Coluna | A série do Disney+ que está dando o que falar. “Uma Família Perfeita” ou seria “Uma fachada Perfeita”?

A narrativa acompanha Kristine e Michael Barnett ao adotarem Natalia Grace, uma menina ucraniana com nanismo, e a subsequente desconfiança que se instala quando comportamentos atípicos levantam questionamentos sobre sua verdadeira idade e intenções. Para além do suspense, a série oferece um terreno fértil para analisar, sob a ótica da psicologia, as motivações e os comportamentos dos personagens envolvidos.
Inicialmente, a decisão de Kristine e Michael de adotar pode ser vista através da lente do altruísmo e do desejo de formar uma família (Post, 2011). A adoção, em muitos casos, é motivada por um genuíno desejo de oferecer um lar e oportunidades a uma criança necessitada. No entanto, a idealização da criança adotada, um fenômeno comum, pode levar a expectativas irreais e dificuldades na adaptação quando a realidade se mostra diferente do esperado (Brodzinsky & Pinderhughes, 2016). A crença em construir a “família perfeita” pode ter cegado o casal para sinais iniciais de que Natalia poderia ter necessidades ou um histórico mais complexo do que o apresentado inicialmente.
À medida que Natalia começa a exibir comportamentos “incompatíveis” com sua suposta idade, como agressividade e conhecimento sexual precoce, a reação de Kristine e Michael evolui do estranhamento para a desconfiança e, eventualmente, para o medo. Essa escalada emocional pode ser compreendida através da teoria da atribuição (Heider, 1958, revisitada por Kelley, 1973). Inicialmente, o casal pode ter atribuído os comportamentos de Natalia a dificuldades de adaptação ou traumas passados. Contudo, a persistência e a intensidade desses comportamentos podem ter levado a atribuições internas e estáveis, ou seja, a acreditar que esses comportamentos eram intrínsecos à personalidade de Natalia, alimentando a suspeita de engano.

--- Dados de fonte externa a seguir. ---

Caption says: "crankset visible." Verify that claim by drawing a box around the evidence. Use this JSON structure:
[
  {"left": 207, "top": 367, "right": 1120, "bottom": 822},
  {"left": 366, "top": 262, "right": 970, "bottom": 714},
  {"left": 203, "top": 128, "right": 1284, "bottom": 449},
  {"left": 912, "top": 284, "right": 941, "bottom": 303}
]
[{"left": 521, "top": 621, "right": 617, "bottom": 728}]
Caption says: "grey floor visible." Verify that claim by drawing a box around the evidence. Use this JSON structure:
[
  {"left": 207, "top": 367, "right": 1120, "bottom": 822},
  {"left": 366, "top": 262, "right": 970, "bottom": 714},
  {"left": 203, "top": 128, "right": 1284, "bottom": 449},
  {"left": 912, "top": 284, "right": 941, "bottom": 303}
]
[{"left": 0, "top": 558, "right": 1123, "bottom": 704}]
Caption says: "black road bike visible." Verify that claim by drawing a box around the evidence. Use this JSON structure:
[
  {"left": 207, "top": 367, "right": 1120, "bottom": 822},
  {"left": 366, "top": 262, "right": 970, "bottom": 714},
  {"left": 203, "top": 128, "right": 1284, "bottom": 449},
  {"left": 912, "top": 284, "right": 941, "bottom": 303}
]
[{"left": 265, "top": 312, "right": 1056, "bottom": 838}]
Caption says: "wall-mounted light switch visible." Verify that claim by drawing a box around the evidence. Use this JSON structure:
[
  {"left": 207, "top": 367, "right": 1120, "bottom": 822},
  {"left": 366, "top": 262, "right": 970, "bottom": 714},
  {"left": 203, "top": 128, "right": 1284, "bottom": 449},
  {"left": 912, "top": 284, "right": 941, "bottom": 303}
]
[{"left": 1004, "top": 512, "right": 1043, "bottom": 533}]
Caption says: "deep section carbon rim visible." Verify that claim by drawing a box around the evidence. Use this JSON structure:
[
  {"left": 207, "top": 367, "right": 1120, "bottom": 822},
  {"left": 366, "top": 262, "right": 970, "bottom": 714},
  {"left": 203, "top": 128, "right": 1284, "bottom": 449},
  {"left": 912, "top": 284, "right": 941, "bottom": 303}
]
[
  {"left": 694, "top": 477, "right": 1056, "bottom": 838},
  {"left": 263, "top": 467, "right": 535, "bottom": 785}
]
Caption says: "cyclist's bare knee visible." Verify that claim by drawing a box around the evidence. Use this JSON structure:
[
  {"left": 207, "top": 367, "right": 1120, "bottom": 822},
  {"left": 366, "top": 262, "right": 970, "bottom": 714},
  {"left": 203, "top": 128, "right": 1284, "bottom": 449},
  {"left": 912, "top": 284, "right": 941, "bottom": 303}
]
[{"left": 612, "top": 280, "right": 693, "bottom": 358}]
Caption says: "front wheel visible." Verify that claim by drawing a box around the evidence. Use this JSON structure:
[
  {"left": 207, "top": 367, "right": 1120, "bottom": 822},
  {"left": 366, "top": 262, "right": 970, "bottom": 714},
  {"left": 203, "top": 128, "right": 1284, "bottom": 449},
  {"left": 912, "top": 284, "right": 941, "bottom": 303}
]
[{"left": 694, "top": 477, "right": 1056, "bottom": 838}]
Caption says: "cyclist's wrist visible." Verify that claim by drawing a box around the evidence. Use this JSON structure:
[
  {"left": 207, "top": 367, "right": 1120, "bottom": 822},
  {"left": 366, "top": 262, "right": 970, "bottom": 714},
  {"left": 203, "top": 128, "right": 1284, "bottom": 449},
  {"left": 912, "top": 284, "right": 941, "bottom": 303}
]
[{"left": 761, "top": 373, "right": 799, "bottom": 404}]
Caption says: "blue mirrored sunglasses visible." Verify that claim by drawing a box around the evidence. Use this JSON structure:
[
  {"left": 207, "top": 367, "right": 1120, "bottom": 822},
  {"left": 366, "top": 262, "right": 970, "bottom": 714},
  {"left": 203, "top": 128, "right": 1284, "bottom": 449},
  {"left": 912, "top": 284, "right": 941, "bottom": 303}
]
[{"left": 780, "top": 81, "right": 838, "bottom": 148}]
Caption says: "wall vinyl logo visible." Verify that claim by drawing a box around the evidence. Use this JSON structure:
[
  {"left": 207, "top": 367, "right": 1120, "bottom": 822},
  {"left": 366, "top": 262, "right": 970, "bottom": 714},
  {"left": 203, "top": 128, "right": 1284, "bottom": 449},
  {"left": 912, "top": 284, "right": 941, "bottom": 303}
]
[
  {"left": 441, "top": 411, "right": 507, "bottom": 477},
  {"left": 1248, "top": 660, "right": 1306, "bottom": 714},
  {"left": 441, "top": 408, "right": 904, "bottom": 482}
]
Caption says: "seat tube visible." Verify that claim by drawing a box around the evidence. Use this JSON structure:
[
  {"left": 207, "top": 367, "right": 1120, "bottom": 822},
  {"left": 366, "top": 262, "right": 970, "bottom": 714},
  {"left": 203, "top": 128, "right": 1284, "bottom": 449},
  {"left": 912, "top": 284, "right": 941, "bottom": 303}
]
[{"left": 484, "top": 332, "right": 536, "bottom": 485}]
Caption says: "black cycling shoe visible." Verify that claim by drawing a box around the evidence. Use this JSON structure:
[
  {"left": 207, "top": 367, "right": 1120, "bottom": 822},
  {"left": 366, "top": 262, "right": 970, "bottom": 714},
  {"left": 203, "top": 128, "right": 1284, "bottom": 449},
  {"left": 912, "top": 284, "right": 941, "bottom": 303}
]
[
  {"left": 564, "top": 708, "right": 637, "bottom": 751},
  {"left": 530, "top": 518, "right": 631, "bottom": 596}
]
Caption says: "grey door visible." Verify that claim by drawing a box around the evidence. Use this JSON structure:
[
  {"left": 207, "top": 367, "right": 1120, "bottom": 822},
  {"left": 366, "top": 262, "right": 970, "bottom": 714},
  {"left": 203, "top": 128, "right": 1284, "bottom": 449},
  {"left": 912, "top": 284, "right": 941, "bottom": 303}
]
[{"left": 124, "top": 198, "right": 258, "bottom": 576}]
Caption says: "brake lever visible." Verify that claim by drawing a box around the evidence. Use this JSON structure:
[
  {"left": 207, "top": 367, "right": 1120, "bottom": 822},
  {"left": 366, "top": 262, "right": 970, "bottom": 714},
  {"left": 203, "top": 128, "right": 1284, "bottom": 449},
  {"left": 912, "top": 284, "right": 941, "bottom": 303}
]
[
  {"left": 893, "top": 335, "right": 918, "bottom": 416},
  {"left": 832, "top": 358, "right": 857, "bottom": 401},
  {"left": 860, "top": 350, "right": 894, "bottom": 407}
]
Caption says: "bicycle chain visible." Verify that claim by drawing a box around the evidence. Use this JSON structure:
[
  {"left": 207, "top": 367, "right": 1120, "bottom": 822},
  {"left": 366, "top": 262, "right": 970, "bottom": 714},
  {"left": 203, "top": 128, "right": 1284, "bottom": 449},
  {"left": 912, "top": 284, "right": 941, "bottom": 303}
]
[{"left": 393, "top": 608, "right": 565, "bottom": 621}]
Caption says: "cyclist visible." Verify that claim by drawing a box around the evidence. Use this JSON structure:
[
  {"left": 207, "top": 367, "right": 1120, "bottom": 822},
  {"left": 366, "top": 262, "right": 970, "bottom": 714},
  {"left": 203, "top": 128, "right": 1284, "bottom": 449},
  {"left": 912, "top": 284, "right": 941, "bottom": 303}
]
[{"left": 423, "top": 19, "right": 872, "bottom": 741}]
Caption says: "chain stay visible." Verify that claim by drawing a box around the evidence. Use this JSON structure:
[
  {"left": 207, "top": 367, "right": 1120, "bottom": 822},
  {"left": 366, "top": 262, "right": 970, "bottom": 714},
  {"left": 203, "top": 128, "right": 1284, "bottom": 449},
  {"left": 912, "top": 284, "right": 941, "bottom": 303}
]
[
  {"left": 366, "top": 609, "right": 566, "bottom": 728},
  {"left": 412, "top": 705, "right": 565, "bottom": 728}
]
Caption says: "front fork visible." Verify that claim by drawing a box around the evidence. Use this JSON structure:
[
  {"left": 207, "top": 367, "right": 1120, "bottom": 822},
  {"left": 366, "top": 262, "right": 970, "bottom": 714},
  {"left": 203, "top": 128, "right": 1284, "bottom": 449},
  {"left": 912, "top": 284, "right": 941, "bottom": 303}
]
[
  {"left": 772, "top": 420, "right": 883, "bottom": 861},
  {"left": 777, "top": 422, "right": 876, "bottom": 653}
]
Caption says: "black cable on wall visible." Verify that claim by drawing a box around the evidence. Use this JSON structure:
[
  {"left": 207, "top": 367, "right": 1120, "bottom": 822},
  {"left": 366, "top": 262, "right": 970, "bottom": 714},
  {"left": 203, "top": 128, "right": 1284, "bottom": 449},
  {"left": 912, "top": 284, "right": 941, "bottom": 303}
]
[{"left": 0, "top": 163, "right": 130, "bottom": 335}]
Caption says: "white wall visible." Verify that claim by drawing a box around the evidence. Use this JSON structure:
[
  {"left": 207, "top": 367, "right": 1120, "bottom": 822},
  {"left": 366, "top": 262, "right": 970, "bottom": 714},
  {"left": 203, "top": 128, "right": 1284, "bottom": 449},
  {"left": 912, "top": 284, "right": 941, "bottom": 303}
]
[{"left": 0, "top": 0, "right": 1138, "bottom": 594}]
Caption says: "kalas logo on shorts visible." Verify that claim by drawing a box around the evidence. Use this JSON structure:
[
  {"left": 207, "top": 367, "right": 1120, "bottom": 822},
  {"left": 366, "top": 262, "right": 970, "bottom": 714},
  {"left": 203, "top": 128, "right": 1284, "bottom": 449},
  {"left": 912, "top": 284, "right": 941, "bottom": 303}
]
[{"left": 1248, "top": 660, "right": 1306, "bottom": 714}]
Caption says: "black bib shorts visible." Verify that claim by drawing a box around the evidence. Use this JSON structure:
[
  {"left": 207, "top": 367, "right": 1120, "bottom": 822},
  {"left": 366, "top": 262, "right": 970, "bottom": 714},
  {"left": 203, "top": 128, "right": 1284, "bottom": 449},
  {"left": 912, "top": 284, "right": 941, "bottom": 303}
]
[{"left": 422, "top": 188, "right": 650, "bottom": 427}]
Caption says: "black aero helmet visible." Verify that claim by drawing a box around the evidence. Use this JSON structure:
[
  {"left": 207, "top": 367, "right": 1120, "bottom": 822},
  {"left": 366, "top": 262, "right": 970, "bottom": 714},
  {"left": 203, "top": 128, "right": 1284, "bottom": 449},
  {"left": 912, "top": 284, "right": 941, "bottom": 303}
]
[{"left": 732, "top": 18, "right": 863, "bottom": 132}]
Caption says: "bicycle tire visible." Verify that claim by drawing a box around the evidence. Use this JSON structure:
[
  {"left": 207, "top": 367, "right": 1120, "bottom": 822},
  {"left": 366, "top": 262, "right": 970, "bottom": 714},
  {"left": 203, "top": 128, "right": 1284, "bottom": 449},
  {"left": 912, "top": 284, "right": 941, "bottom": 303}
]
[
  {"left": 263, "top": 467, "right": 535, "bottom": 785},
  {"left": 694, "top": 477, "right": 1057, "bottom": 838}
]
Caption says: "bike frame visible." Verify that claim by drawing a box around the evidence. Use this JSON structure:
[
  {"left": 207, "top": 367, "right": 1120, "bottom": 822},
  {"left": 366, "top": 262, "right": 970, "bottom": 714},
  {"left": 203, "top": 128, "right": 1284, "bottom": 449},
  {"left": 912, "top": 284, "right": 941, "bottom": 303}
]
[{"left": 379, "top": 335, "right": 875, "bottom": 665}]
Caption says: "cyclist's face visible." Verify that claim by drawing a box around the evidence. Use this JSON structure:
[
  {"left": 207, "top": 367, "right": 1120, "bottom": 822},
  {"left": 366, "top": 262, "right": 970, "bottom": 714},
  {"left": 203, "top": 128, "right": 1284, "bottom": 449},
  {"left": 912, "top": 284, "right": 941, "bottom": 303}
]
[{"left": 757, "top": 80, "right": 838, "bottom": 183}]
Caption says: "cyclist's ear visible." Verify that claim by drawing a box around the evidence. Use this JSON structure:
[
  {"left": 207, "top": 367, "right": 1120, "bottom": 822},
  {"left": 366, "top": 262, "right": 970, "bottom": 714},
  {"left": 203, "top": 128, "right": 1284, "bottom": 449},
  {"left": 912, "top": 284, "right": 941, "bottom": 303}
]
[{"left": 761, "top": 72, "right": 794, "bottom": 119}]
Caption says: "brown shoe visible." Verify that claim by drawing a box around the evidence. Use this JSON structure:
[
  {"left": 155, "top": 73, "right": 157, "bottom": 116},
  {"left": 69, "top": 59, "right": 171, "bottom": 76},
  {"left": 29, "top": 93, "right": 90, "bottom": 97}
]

A crescente paranoia de Kristine, em particular, pode ser analisada sob a perspectiva do viés de confirmação (Nickerson, 1998). Uma vez que a suspeita sobre a verdadeira idade de Natalia se instala, Kristine pode ter começado a buscar e a interpretar informações que confirmassem essa hipótese, negligenciando evidências que pudessem sugerir o contrário. Esse processo pode ter sido intensificado pelo isolamento social e pela falta de apoio adequado, fatores que podem exacerbar sentimentos de ansiedade e desconfiança (Cacioppo & Hawkley, 2009).
Por outro lado, o comportamento de Natalia, tal como é apresentado na série, levanta questões complexas sobre desenvolvimento infantil e psicopatologia. Se comprovado que ela era mais velha do que aparentava, seus comportamentos poderiam ser interpretados dentro do espectro de transtornos de conduta ou outras condições que se manifestam na infância e adolescência (American Psychiatric Association, 2013). No entanto, se ela era de fato uma criança, seus comportamentos agressivos e sexualizados poderiam ser sequelas de traumas precoces, negligência ou mesmo exploração (Cicchetti & Toth, 2005). A dificuldade em obter um diagnóstico preciso, exacerbada pela raridade de sua condição física, contribuiu para a confusão e o medo da família.
A dinâmica familiar disfuncional que se desenvolve, marcada pela desconfiança mútua e pela escalada de conflitos, pode ser entendida através da teoria dos sistemas familiares (Bowen, 1978). As ações e reações de cada membro da família se influenciam mutuamente, criando um ciclo vicioso de tensão e isolamento. A falta de comunicação aberta e a dificuldade em buscar ajuda profissional adequada contribuíram para a deterioração da relação familiar.
Em suma, “Uma Família Perfeita” oferece um olhar perturbador sobre os limites da parentalidade, a fragilidade da confiança e a complexidade do comportamento humano. Ao analisar as ações de Kristine, Michael e Natalia através de referenciais teóricos da psicologia, podemos obter uma compreensão mais profunda das motivações e dos processos que levaram essa adoção a se transformar em um drama judicial e pessoal. A série nos convida a refletir sobre a importância da comunicação, do apoio profissional e da desconstrução de expectativas idealizadas na construção de laços familiares saudáveis, especialmente em situações de adoção com históricos complexos.